The canonical data models typically combine (JOIN, UNION, etc.) data from various objects to create a rich and comprehensive set of fields to represent the subject because the raw data that came from the data sources is frequently normalized. Additionally, some data may also be present in the canonical data models.
9. Query data suggestions
Snowflake helps you assign the Virtual Warehouse based on the verticals/departments so caching will be more efficient when querying the same data.
This increases the likelihood that information retrieved to the cache by one user will be used by other users as well. This cache will be removed if warehousing is suspended. Any query run by any user on the account will be delivered from the result cache as long as the SQL text is the same (because the result cache is maintained by the Global Services layer). Results are kept on file for one day.
We can also analyze queries that are being executed from Business Intelligence (BI) tools thanks to the Snowflake Query Profile functionality.
10. Observe the data type guidelines
Data types are crucial to take into account while replicating data because they vary greatly from one system to another. One incorrect data type might halt the entire data replication process and result in problems using the data downstream, such as the inability to utilize mathematical functions on text data types.
Pay attention to default encoding conventions; stay away from embedding characters in integer or float data types; and, if necessary, provide default precision scales. Observe the timestamp and date standards used worldwide.
When developing your data replication pipeline, whenever it is practical, promote subtypes into a parent type for typecasting in the data warehouse. Additionally, be sure to coordinate with analytics stakeholders to guarantee proper typecasting.
11. Plan for disaster recovery
Have a backup plan in place to restore your data in the event of a data replication issue, such as when integrating updated data into existing datasets, so that activities can continue as usual while the data replication process is being fixed.
The features that permit reversing data when this happens are often present in cloud data warehouses and data lake houses. For instance, Time Travel is a feature in Snowflake which allows your team’s time to roll back to the last known steady state of your data before sending your changes into production because each of these solutions has its own window for how long snapshots of data will be maintained in these systems.

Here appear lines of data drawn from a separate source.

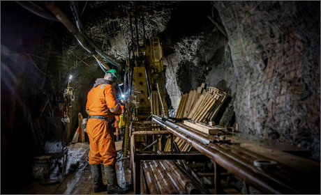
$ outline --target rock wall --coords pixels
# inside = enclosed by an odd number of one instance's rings
[[[228,35],[240,130],[320,159],[320,1],[214,1]]]

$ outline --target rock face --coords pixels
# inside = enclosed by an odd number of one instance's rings
[[[320,159],[320,2],[214,1],[237,81],[239,129]]]

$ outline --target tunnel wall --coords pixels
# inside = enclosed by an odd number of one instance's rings
[[[214,1],[228,35],[240,130],[320,159],[320,2]]]

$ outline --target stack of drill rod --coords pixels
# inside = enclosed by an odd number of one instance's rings
[[[179,123],[172,123],[158,116],[153,120],[160,124],[177,137],[202,153],[218,164],[245,182],[255,187],[267,194],[318,194],[320,193],[320,180],[315,181],[299,176],[301,173],[286,164],[278,162],[276,170],[257,168],[253,159],[271,160],[264,156],[249,152],[246,148],[229,147],[221,144],[211,135],[191,131],[192,128]],[[189,128],[189,130],[188,130]],[[308,192],[308,193],[307,193]]]
[[[151,194],[195,194],[198,188],[171,160],[144,161],[141,192]],[[146,181],[146,183],[144,182]]]

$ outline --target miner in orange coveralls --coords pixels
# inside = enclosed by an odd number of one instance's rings
[[[117,100],[115,86],[117,72],[106,72],[104,78],[97,79],[88,93],[86,111],[89,114],[87,132],[89,138],[89,163],[91,169],[94,192],[106,191],[102,178],[100,163],[104,165],[107,178],[107,192],[124,194],[128,188],[121,188],[116,176],[115,138],[112,127],[114,114],[121,113],[121,104]]]

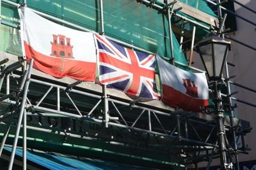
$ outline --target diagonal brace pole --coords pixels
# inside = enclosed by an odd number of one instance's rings
[[[24,87],[24,93],[22,97],[22,101],[21,102],[21,110],[19,112],[19,119],[18,121],[18,123],[17,125],[17,130],[15,134],[14,141],[13,143],[13,146],[12,149],[12,153],[11,155],[10,162],[9,163],[8,170],[12,170],[12,166],[13,165],[13,161],[15,156],[15,152],[16,151],[17,144],[18,143],[18,139],[19,134],[19,130],[21,129],[21,122],[23,117],[24,110],[25,109],[25,104],[26,102],[27,95],[28,91],[28,87],[30,83],[30,77],[31,76],[31,71],[33,67],[33,63],[34,59],[32,59],[30,61],[29,67],[28,68],[28,73],[27,76],[27,81],[25,83],[25,86]]]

If a user needs to access data that is older than the time-travel window, Snowflake has a failsafe data recovery process in place. The process starts with Snowflake’s Data Recovery Service, which allows users to recover data that has been deleted or lost due to human error, system failure, or other unforeseen circumstances.
The service is available for all Snowflake accounts and can be accessed through the Snowflake web interface or via the Snowflake API. When a user initiates a data recovery request, Snowflake begins by taking a snapshot of the entire account, including all databases, schemas, tables, and views. The snapshot is then stored in a secure, off-site location and can be used as a reference point for data recovery.

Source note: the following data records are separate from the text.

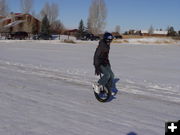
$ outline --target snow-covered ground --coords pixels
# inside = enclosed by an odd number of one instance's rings
[[[118,93],[104,104],[96,46],[0,41],[0,135],[164,135],[180,119],[180,46],[112,44]]]

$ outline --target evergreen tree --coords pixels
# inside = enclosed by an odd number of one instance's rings
[[[85,32],[85,26],[84,26],[83,20],[81,19],[81,21],[80,21],[80,23],[79,23],[77,38],[83,37],[84,32]]]
[[[49,25],[49,20],[47,18],[47,15],[45,15],[42,19],[42,24],[41,24],[41,33],[43,34],[49,34],[50,32],[50,25]]]

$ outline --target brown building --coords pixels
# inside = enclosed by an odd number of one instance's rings
[[[12,13],[7,17],[0,18],[0,32],[27,32],[29,34],[39,33],[40,21],[30,14]]]

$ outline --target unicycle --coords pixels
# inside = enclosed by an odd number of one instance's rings
[[[102,77],[102,75],[100,74],[100,78],[101,77]],[[109,89],[108,86],[104,86],[103,89],[100,90],[100,93],[96,93],[94,91],[94,95],[99,102],[106,102],[111,97],[111,90]]]

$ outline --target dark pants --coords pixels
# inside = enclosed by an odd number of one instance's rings
[[[101,73],[103,76],[99,79],[98,83],[102,86],[106,86],[109,89],[112,89],[113,87],[113,81],[114,81],[114,73],[111,70],[111,67],[109,65],[107,66],[100,66]]]

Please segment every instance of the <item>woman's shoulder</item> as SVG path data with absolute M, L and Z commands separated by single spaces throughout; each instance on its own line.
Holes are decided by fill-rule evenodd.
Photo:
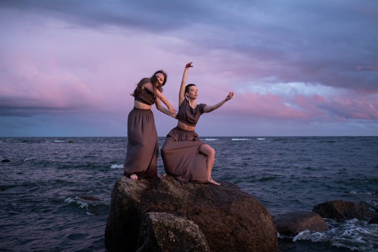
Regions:
M 151 83 L 151 79 L 148 78 L 142 78 L 142 80 L 139 82 L 141 85 L 145 84 L 146 83 Z

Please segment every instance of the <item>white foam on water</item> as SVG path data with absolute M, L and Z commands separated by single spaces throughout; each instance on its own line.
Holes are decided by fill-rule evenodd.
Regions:
M 74 200 L 73 200 L 71 198 L 68 198 L 67 199 L 66 199 L 66 200 L 65 200 L 65 203 L 69 203 L 69 203 L 71 203 L 71 202 L 72 202 L 73 201 L 74 201 Z
M 88 203 L 87 203 L 86 202 L 83 202 L 81 201 L 78 201 L 78 202 L 76 202 L 76 205 L 79 206 L 80 208 L 85 208 L 86 209 L 88 210 Z
M 344 221 L 325 219 L 329 229 L 311 232 L 300 232 L 293 241 L 307 240 L 312 242 L 329 242 L 338 247 L 357 251 L 377 251 L 378 225 L 369 224 L 367 221 L 357 219 Z
M 349 193 L 352 194 L 359 194 L 359 195 L 372 195 L 373 194 L 375 194 L 375 193 L 374 192 L 356 192 L 354 191 L 349 192 Z
M 112 164 L 110 169 L 123 169 L 123 164 Z

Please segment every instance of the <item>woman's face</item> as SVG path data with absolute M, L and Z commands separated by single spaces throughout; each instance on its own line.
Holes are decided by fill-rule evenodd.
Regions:
M 188 92 L 186 92 L 186 96 L 191 99 L 197 99 L 198 97 L 198 89 L 196 86 L 191 86 Z
M 160 73 L 156 74 L 155 75 L 156 79 L 157 79 L 157 83 L 156 83 L 156 86 L 161 86 L 163 85 L 163 83 L 164 81 L 164 76 L 163 74 Z

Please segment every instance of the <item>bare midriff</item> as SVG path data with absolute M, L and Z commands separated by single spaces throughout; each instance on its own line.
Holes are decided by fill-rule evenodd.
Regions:
M 194 130 L 196 128 L 195 126 L 189 126 L 188 125 L 185 124 L 183 122 L 181 122 L 180 121 L 178 121 L 177 122 L 177 127 L 181 130 L 189 131 L 194 131 Z
M 140 109 L 151 109 L 151 105 L 146 104 L 139 101 L 134 100 L 134 107 Z

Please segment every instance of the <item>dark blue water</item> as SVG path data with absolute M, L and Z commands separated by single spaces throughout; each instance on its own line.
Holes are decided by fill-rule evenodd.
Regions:
M 272 215 L 332 200 L 378 211 L 378 137 L 208 137 L 212 176 Z M 160 147 L 164 138 L 159 138 Z M 104 251 L 126 138 L 0 138 L 2 251 Z M 163 174 L 159 157 L 159 172 Z M 86 197 L 91 196 L 93 198 Z M 326 219 L 326 232 L 279 238 L 282 251 L 378 251 L 378 225 Z

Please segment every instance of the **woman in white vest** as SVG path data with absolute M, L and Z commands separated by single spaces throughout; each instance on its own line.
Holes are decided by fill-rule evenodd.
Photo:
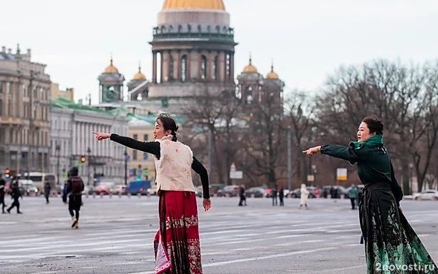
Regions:
M 208 174 L 189 147 L 177 138 L 178 126 L 168 114 L 155 121 L 154 142 L 142 142 L 115 134 L 95 132 L 98 140 L 110 138 L 154 155 L 159 229 L 154 239 L 155 273 L 201 274 L 198 209 L 192 169 L 203 184 L 204 210 L 211 206 Z

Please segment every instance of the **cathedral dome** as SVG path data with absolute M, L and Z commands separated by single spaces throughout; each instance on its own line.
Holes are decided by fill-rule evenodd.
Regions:
M 138 72 L 134 75 L 132 78 L 133 80 L 146 80 L 146 76 L 142 73 L 142 67 L 138 66 Z
M 165 0 L 163 10 L 200 8 L 225 10 L 222 0 Z
M 244 68 L 244 73 L 257 73 L 257 68 L 253 65 L 253 59 L 249 58 L 249 64 Z
M 117 68 L 112 64 L 112 58 L 111 58 L 110 66 L 107 66 L 103 72 L 105 73 L 118 73 Z
M 266 79 L 279 79 L 279 75 L 274 71 L 274 65 L 271 66 L 271 71 L 270 71 L 265 77 Z

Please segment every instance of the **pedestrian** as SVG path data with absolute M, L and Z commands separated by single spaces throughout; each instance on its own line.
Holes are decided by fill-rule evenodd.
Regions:
M 44 183 L 44 197 L 46 197 L 46 204 L 49 203 L 49 197 L 50 196 L 50 182 L 46 180 Z
M 328 145 L 303 152 L 309 156 L 320 152 L 348 160 L 351 164 L 357 163 L 357 174 L 365 185 L 359 206 L 359 221 L 368 273 L 381 273 L 381 269 L 398 269 L 406 266 L 417 266 L 416 269 L 435 267 L 436 271 L 437 266 L 400 206 L 403 192 L 396 179 L 389 153 L 383 146 L 383 123 L 378 118 L 365 117 L 359 126 L 357 136 L 357 142 L 350 142 L 348 147 Z
M 11 178 L 11 180 L 12 181 L 12 184 L 11 185 L 11 197 L 14 199 L 14 202 L 12 202 L 11 206 L 6 211 L 8 213 L 11 213 L 11 210 L 16 206 L 16 213 L 23 214 L 23 212 L 20 211 L 20 201 L 18 201 L 20 197 L 23 199 L 23 195 L 21 195 L 21 192 L 18 187 L 18 180 L 12 177 Z
M 154 238 L 156 273 L 203 273 L 198 208 L 192 169 L 201 177 L 203 206 L 210 209 L 208 173 L 190 148 L 178 141 L 178 126 L 168 114 L 155 120 L 155 141 L 142 142 L 116 134 L 93 132 L 98 140 L 110 138 L 133 149 L 154 155 L 159 229 Z
M 239 188 L 239 196 L 240 197 L 240 200 L 239 201 L 239 206 L 242 206 L 244 203 L 246 206 L 246 195 L 245 195 L 245 186 L 243 184 L 240 185 L 240 188 Z
M 5 208 L 6 207 L 6 204 L 5 203 L 5 193 L 6 188 L 6 182 L 1 175 L 0 174 L 0 204 L 1 204 L 1 213 L 5 214 Z
M 359 196 L 359 190 L 355 184 L 351 184 L 348 195 L 351 201 L 351 210 L 354 210 L 356 209 L 356 199 Z
M 280 187 L 280 191 L 279 192 L 279 199 L 280 199 L 280 206 L 285 205 L 283 199 L 285 198 L 285 190 L 283 186 Z
M 272 188 L 271 188 L 271 195 L 272 196 L 272 206 L 278 206 L 277 203 L 277 191 L 276 191 L 276 184 Z
M 79 210 L 82 205 L 82 191 L 85 186 L 82 179 L 78 176 L 78 169 L 73 166 L 68 171 L 67 184 L 64 186 L 62 200 L 66 203 L 68 198 L 68 212 L 71 216 L 71 227 L 79 228 Z
M 310 195 L 310 192 L 307 190 L 305 184 L 301 184 L 300 192 L 300 209 L 301 209 L 302 206 L 305 206 L 306 209 L 308 210 L 309 207 L 307 206 L 307 201 L 309 200 L 309 195 Z

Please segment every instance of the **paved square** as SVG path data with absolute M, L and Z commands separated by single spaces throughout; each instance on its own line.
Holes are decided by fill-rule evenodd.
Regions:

Once the snapshot has been taken, Snowflake’s recovery team begins the process of identifying and recovering the missing data. The team uses a combination of automated tools and manual techniques to locate and restore the data, ensuring that it is returned to the user in its original form.
The data recovery process typically takes between 3-7 days, depending on the amount of data that needs to be recovered and the complexity of the recovery. Snowflake’s recovery team works closely with the user to ensure that the data is returned as quickly as possible and that the recovery process is as seamless as possible.